Last week, the committee completed its work by endorsing the draft law of elections and proposals for constitutional amendments related to the laws of elections and political parties, as well as the mechanisms for parliamentary oversight.

The committee’s general assembly had previously endorsed the outcomes of four of its sub-committees, including drafts of the laws of local administration and political parties, besides recommendations to create a legislative and political environment that guarantees the role of youth and women in public life.

The committee is expected to finish its work by the end of the month and will prepare a document of outcomes to be referred to His Majesty King Abdullah.  

Adnan Sawair, the head of the political parties’ sub-committee, told the Jordan News Agency, Petra, last week that the political parties’ draft law establishes a "new era" of party-based work, by pushing party participation in Jordan's parliamentary elections and government formation.

Sawair said that the bill also allows university students to join political parties and transfers political records to the Independent Election Commission.

He added that the draft law also allows people to join parties electronically.

King Abdullah reaffirmed in June during a meeting with the committee members that Jordan’s reform process, which is an ongoing effort over the history of the state, will continue in its second centennial.

During the meeting that was attended by HRH Crown Prince Hussein, King Abdullah said that the process of advancing the efforts of the ancestors will continue, with Prince Hussein at his side, to forge ahead on the course of modernisation and development.

His Majesty underscored the magnitude of the committee’s responsibility and noted the vast experience of its members who represent various viewpoints across the political spectrum, asserting this will positively impact the panel’s outcomes.

Emphasising that the objective is to modernise the political system, leading to a parliamentary and partisan life befitting of Jordanians and Jordan’s democratic path, the King called for defining the end goal of the political development process, forming a clear plan to achieve it and communicate it to citizens, and arriving at a parliament that includes platform-based blocs.

His Majesty stressed the need to create an environment conducive to expanding the base of political engagement, and ensuring the active participation of women and youth in public life.

The King voiced hope to see Jordanians fully engaged in political life and confident in partisan work, reiterating that the door is open to all proposals and views and that everyone’s engagement in dialogue is needed, with the main goal being Jordan’s and Jordanians’ interests.

His Majesty said the political reform track should be in parallel to an economic and administrative track, noting Royal directives to the government to set a well-defined economic programme in the coming weeks with specific implementation timeframes.

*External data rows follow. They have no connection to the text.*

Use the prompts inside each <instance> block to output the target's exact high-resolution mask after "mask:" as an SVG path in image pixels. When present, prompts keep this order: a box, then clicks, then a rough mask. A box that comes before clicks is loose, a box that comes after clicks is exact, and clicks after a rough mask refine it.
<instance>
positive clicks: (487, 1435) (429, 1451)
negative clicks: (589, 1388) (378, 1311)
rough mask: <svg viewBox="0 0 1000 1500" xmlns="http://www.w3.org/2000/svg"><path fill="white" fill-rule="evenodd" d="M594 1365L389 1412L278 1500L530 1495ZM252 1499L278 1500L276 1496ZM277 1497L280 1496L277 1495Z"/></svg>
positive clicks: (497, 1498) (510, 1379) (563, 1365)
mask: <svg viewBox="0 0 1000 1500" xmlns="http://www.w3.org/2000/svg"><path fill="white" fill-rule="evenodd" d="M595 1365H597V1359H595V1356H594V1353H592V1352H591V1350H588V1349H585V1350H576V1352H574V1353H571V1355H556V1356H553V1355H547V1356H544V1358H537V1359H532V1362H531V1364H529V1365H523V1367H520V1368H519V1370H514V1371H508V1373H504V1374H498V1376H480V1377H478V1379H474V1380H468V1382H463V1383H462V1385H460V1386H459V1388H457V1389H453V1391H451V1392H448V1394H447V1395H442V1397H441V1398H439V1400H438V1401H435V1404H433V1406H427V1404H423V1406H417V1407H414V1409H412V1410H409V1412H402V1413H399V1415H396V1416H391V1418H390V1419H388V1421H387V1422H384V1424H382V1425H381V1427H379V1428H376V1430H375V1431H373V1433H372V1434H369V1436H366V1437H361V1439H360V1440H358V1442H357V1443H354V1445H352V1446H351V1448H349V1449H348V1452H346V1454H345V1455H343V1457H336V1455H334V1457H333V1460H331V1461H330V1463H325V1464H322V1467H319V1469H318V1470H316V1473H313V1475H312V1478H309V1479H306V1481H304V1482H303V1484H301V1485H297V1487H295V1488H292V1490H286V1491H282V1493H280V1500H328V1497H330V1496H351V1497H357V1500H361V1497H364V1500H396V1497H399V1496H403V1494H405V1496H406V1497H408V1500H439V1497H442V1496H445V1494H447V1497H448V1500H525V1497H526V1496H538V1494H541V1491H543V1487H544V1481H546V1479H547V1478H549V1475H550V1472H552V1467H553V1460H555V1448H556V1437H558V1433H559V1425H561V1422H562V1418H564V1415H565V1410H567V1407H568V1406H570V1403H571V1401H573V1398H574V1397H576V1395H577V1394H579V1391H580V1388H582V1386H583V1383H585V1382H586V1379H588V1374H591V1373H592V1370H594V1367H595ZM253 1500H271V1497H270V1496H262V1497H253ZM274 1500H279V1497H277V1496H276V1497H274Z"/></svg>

The King added that it is important for the programme to be in partnership with the private sector to achieve economic recovery and growth, and create employment, which is necessary to move the economy forward, establish development projects, and tangibly improve public services.

Chair of the Royal Committee to Modernise the Political System Samir Rifai pledged, during the meeting with King, that the committee will forego preconceptions and personal opinion, and maintain an open attitude throughout its work. 

He noted that the panel prioritises working towards fostering a legislative and political environment, and proposing election and parties laws, as well as recommendations for local administration, in addition to any necessary amendments to constitutional provisions and methods of parliamentary engagement.